Man mag es nicht gleich als Kunstwerk erkennen, handelt es sich doch auf den ersten Blick um Warnschilder, die wir aus dem Alltag kennen. Allerdings wiederholt sich der Warnhinweis auf jeder Stufe, eine scheinbar übertriebene Potenzierung. Doch leiten uns die Schilder zugleich optisch nicht nur sicher über die Treppe, sondern auch zu einem weiteren Schriftzug hin. In axialer Ausrichtung führt die Warnung zur elften Feuerbach-These von Karl Marx: „Die Philosophen haben die Welt nur verschieden interpretiert, es kommt aber darauf an, sie zu verändern.“ Diese eigentlich nie zum Druck bestimmte These, die zudem durch Friedrich Engels redaktionell leicht verändert wurde, ist im Karl Marx-Jahr 1953 auf Anordnung der SED angebracht worden, um das neu errichtete Foyer nach den Zerstörungen des Zweiten Weltkriegs nicht nur mit einer Marx-Büste vor dem Senatssaal, sondern auch mit seinem Wort zu schmücken. Auch nach dem Fall der Mauer blieb die These, obgleich der Umgang mit ihr kontrovers diskutiert wurde – sollte sie als „Herrschaftssymbol“ entfernt werden oder galt sie sowieso nur noch als anachronistisch, gab sie vielleicht sogar steten Anlass, um über die jüngere deutsche Geschichte nachzudenken? Schließlich war die Schrift aufgrund ihrer Materialität weder von ihrem Verfasser Marx noch von ihrem Ort, dem denkmalgeschützten DDR-Foyer der Universität, zu trennen. Viele gegensätzliche Geschichtsdeutungen überlagern das Foyer, bilden Schichten mit Stolpergefahr.

Elfte Feuerbachthese
Elfte Feuerbachthese

Die in Berlin lebende, international renommierte britische Künstlerin Ceal Floyer kommentiert diese gedankliche Herausforderung mit Hinweisen auf alltägliche physische Hindernisse.
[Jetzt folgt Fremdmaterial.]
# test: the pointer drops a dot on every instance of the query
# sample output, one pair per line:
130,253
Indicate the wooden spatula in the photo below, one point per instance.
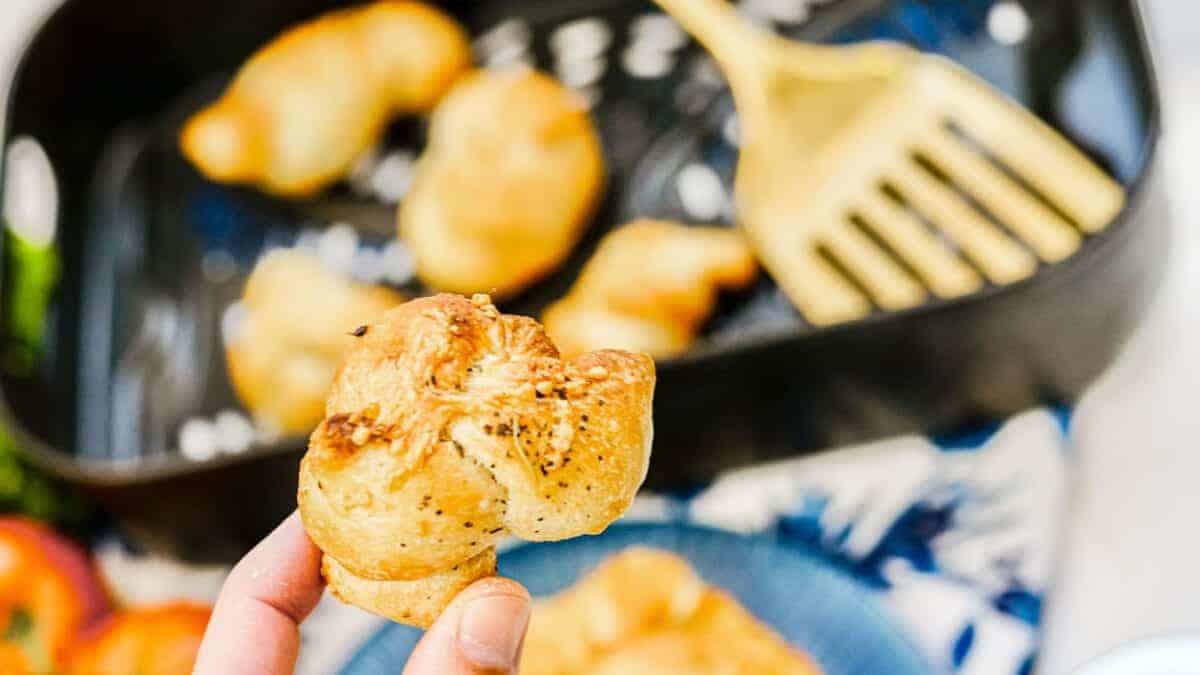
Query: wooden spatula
874,174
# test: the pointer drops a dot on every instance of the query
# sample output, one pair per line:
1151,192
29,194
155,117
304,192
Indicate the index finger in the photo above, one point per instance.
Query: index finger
256,623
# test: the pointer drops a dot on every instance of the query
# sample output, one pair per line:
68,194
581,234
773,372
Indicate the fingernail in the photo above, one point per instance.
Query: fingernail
491,629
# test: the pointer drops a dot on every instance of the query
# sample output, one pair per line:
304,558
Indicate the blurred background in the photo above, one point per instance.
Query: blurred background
1125,559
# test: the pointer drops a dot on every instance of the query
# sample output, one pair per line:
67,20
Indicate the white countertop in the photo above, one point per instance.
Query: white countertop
1132,551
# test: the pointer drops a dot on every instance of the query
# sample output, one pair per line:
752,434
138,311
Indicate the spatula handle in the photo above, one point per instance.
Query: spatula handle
731,40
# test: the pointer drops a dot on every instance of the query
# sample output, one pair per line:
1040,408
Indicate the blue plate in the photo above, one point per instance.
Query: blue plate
810,602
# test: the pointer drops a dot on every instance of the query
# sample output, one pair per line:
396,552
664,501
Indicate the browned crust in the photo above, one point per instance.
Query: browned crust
450,426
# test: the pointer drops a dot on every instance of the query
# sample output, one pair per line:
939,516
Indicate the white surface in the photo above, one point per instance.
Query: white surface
1133,561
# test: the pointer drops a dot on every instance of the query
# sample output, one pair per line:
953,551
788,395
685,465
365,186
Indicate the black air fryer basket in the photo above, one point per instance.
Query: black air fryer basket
121,262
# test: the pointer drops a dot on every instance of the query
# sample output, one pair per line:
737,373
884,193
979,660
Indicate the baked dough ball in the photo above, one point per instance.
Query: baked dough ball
646,611
649,287
295,328
507,183
306,106
450,426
Die Wiederholung der Warnung entkräftet ihre Funktionalität, eine ironische Brechung des deutschen Ordnungs- und Regelsinns, macht dafür aber stutzig. Das Messing der Schilder antwortet auf die goldenen Lettern, die aufgrund ihrer Materialität entgegen dem Ruf nach Veränderung, die das Zitat beschwört, vielmehr Dauerhaftigkeit und Bestand signalisieren. Denkt man an die vielen Symbole und rituellen Verhaltensregeln in der DDR verkehrt sich zudem der Aufruf zur Veränderung zumindest für die Zeit der SED-Herrschaft in die Praktiken der Interpretation (Philosophieren war natürlich auch dabei). Das performative, achtsame und zugleich gestörte Hinaufschreiten der Stufen soll nicht nur den Körper, sondern auch den Geist in Gang setzen. Letztlich bleibt es aber jeder*m selbst überlassen zu entscheiden, ob und was das Stufenkunstwerk bedeutet, ob es ästhetisch, provokativ oder auch gar nicht wahrgenommen wird. Zumindest hat das Marx-Zitat seinen ehemaligen Status als Leitspruch der Universität mit Floyers Kommentierung auch sichtbar verloren.